How should you spell VPN?

SSL VPN appliances simplify remote access security

Given the wide-open nature of the Internet, which allows anyone with the will and a network sniffer to eavesdrop on communications, IT groups must extend the protection of corporate applications and data to end-users accessing them remotely. This means implementing a VPN solution, and there’s more than one way to do it.

The classic VPN uses the IPsec framework to encrypt client/server connections over the Internet. The problem with the IPsec approach is that it requires specialized client software in addition to an IPsec gateway at the corporate office. Many firewalls can function as an IPsec VPN gateway. However, end-users typically find IPsec clients difficult to configure and use, and installing and supporting these clients can be time-consuming for IT.

An alternative is to use an SSL-capable Web browser, and make resources available through an SSL-enabled Web server. But there are downsides to this approach. First, it takes a lot of computing horsepower to handle SSL transactions.

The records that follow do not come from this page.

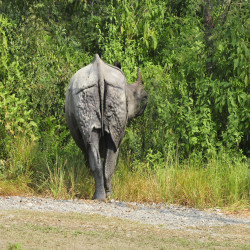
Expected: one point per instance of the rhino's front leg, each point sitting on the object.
(96, 166)
(110, 163)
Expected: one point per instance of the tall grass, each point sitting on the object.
(220, 182)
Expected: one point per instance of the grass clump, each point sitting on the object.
(46, 169)
(217, 183)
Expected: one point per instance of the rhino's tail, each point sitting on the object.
(101, 84)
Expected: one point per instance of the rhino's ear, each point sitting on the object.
(117, 64)
(139, 78)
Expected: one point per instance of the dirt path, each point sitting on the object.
(38, 223)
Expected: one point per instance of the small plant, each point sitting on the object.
(12, 246)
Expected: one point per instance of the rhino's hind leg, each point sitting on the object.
(110, 163)
(96, 165)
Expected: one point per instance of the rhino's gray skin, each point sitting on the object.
(98, 104)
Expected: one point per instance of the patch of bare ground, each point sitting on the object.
(56, 230)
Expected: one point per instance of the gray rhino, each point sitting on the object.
(98, 104)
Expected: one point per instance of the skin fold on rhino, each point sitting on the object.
(98, 104)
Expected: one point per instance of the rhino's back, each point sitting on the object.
(83, 102)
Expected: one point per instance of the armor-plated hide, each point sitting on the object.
(98, 104)
(96, 97)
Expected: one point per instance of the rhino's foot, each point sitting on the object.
(99, 196)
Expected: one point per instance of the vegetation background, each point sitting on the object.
(191, 146)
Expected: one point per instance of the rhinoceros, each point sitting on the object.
(98, 104)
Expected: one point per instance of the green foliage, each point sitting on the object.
(194, 59)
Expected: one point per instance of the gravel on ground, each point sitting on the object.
(166, 216)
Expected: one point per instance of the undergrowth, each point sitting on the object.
(221, 181)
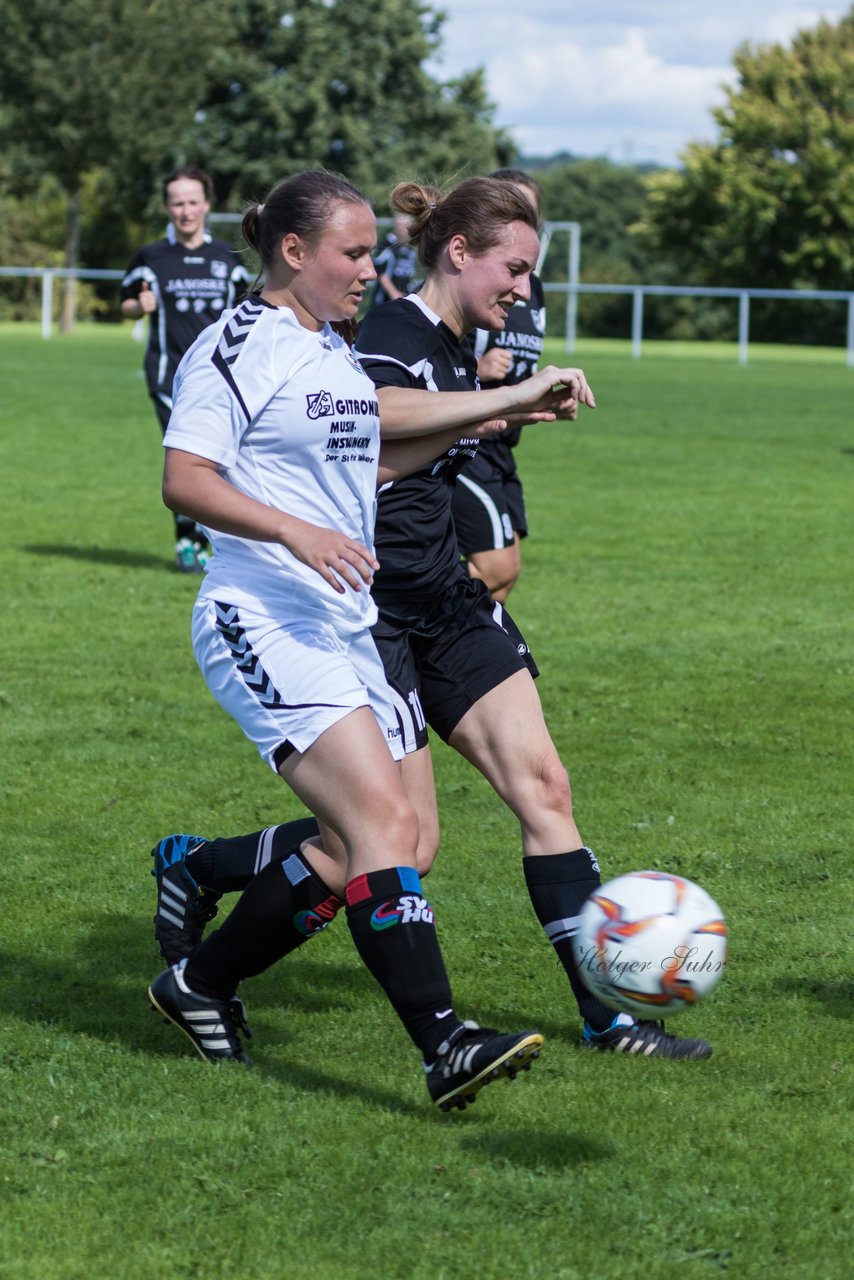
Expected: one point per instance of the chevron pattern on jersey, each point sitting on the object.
(231, 343)
(228, 625)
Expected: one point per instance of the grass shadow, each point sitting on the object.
(835, 996)
(101, 556)
(542, 1152)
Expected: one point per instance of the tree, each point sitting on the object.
(90, 83)
(341, 86)
(606, 199)
(770, 204)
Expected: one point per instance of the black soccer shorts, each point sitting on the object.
(444, 652)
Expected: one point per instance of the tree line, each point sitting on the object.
(97, 101)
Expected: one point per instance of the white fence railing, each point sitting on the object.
(638, 292)
(570, 287)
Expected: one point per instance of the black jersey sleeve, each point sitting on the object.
(400, 346)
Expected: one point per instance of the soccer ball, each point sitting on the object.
(649, 944)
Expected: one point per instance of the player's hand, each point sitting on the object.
(494, 365)
(333, 556)
(557, 391)
(146, 300)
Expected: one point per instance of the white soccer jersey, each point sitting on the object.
(292, 421)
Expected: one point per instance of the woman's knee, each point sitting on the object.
(428, 844)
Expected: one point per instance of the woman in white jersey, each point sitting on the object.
(452, 654)
(273, 447)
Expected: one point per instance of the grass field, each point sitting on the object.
(688, 593)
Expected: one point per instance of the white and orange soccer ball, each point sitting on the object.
(649, 944)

Second, securing a Web server for VPN access can be tricky, both in terms of making sure all the security patches have been applied, and in terms of locking the server down to prevent meddling. And third, enabling Web access to applications isn’t trivial because few applications include the extensions necessary to support a Web interface.

These issues are addressed by SSL VPN appliances from companies such as Array Networks, Neoteris, and Netilla Networks, which are designed to provide secure access to corporate resources without configuring special VPN software on the client side or hardening Web servers. They each have different approaches to enabling access to applications, but all act as reverse proxies to present networked applications inside the firewall to external users via Web browser. And all perform dynamic rewriting of content to prevent someone who intercepts a URL from simply using the same URL to access data or resources without logging in.

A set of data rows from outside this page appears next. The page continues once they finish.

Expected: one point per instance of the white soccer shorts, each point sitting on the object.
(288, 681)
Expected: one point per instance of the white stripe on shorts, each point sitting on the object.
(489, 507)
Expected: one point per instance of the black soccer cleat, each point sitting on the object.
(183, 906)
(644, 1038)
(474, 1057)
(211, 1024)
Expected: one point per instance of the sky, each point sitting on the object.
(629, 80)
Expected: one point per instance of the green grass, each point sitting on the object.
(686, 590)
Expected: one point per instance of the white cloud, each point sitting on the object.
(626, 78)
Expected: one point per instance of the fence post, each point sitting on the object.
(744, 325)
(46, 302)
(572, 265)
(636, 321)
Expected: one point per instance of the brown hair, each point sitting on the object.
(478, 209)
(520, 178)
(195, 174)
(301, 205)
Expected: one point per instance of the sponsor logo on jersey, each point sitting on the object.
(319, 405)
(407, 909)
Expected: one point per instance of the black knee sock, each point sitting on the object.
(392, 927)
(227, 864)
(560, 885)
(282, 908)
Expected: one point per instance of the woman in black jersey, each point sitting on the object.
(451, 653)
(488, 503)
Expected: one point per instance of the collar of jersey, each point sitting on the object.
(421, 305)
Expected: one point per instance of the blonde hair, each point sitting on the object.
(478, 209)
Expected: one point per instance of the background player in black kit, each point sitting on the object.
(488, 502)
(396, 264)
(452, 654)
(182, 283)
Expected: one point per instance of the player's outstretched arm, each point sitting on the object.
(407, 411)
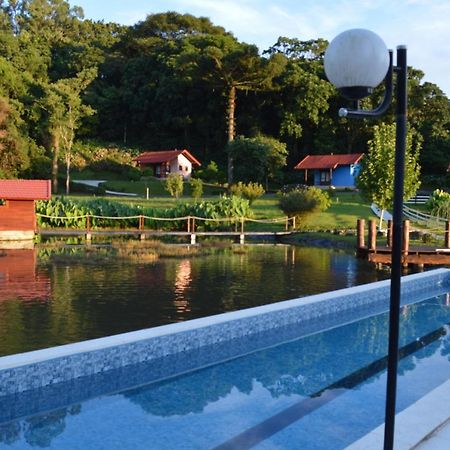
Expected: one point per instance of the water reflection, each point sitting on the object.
(183, 280)
(52, 301)
(19, 278)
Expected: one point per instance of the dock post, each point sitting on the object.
(372, 235)
(406, 227)
(389, 234)
(360, 227)
(88, 229)
(447, 234)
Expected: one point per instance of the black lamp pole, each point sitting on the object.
(401, 70)
(396, 262)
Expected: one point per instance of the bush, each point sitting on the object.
(196, 186)
(250, 191)
(174, 185)
(439, 204)
(303, 203)
(211, 173)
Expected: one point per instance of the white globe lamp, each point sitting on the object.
(356, 61)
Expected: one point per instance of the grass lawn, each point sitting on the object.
(156, 187)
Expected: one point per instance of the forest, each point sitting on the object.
(72, 88)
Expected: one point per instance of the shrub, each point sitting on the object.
(174, 185)
(196, 186)
(303, 203)
(211, 173)
(439, 204)
(250, 191)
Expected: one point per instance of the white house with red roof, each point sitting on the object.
(165, 162)
(17, 209)
(332, 170)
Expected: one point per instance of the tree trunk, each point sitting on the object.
(231, 128)
(55, 164)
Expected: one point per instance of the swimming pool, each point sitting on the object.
(315, 383)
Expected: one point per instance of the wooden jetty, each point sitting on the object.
(417, 256)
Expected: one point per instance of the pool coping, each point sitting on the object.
(41, 368)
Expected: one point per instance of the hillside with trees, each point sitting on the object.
(72, 86)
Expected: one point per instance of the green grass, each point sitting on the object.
(156, 187)
(345, 210)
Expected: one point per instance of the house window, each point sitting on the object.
(325, 177)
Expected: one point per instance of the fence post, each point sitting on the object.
(88, 229)
(405, 242)
(360, 228)
(372, 235)
(389, 234)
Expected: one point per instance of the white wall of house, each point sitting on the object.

Array Networks’ Array SP is an appliance that provides authentication via LDAP, SecureID, RADIUS (Remote Authentication Dial-In User Service), or Active Directory, then determines what resources a user should have access to and makes those resources available through an SSL browser. It maps corporate servers to named links in the portal, and provides one-time URLs to access resources. It also keeps detailed logs of all user activity, from failed logins to approved content requests.

Neoteris’ Access Series appliances run a hardened Web server that receives external requests via SSL/HTTPS, providing authentication, authorization, and access control. Once a request is authorized, it is dynamically rewritten, including complex application content such as signed Java applets. Then the appliance sends the request to the appropriate application.

The Netilla Security Platform uses a hardened version of Linux and the Apache Web server to provide access to central office data and applications, dynamically rewriting requests to ensure security and keep out malicious code. The Netilla box supports a number of remote access protocols including RDP (Remote Desktop Protocol) for Windows, X for X Windows, Telnet, SSH (Secure Shell), and SNA (Systems Network Architecture) 3270 for terminal emulation. It also provides client/server file and e-mail synchronization through SSL tunneling, supporting Microsoft Outlook, Lotus Notes, and CRM applications. 

It’s possible to duplicate the functions of these appliances -- perhaps with an SSL processor, a Web server, and an authentication server such as LDAP -- but it would require considerable programming ability and a lot of development time to do so. The Array, Neoteris, and Netilla appliances represent drop-in solutions that bypass the headaches of IPsec-based VPNs and provide both strong security and easy access to corporate resources.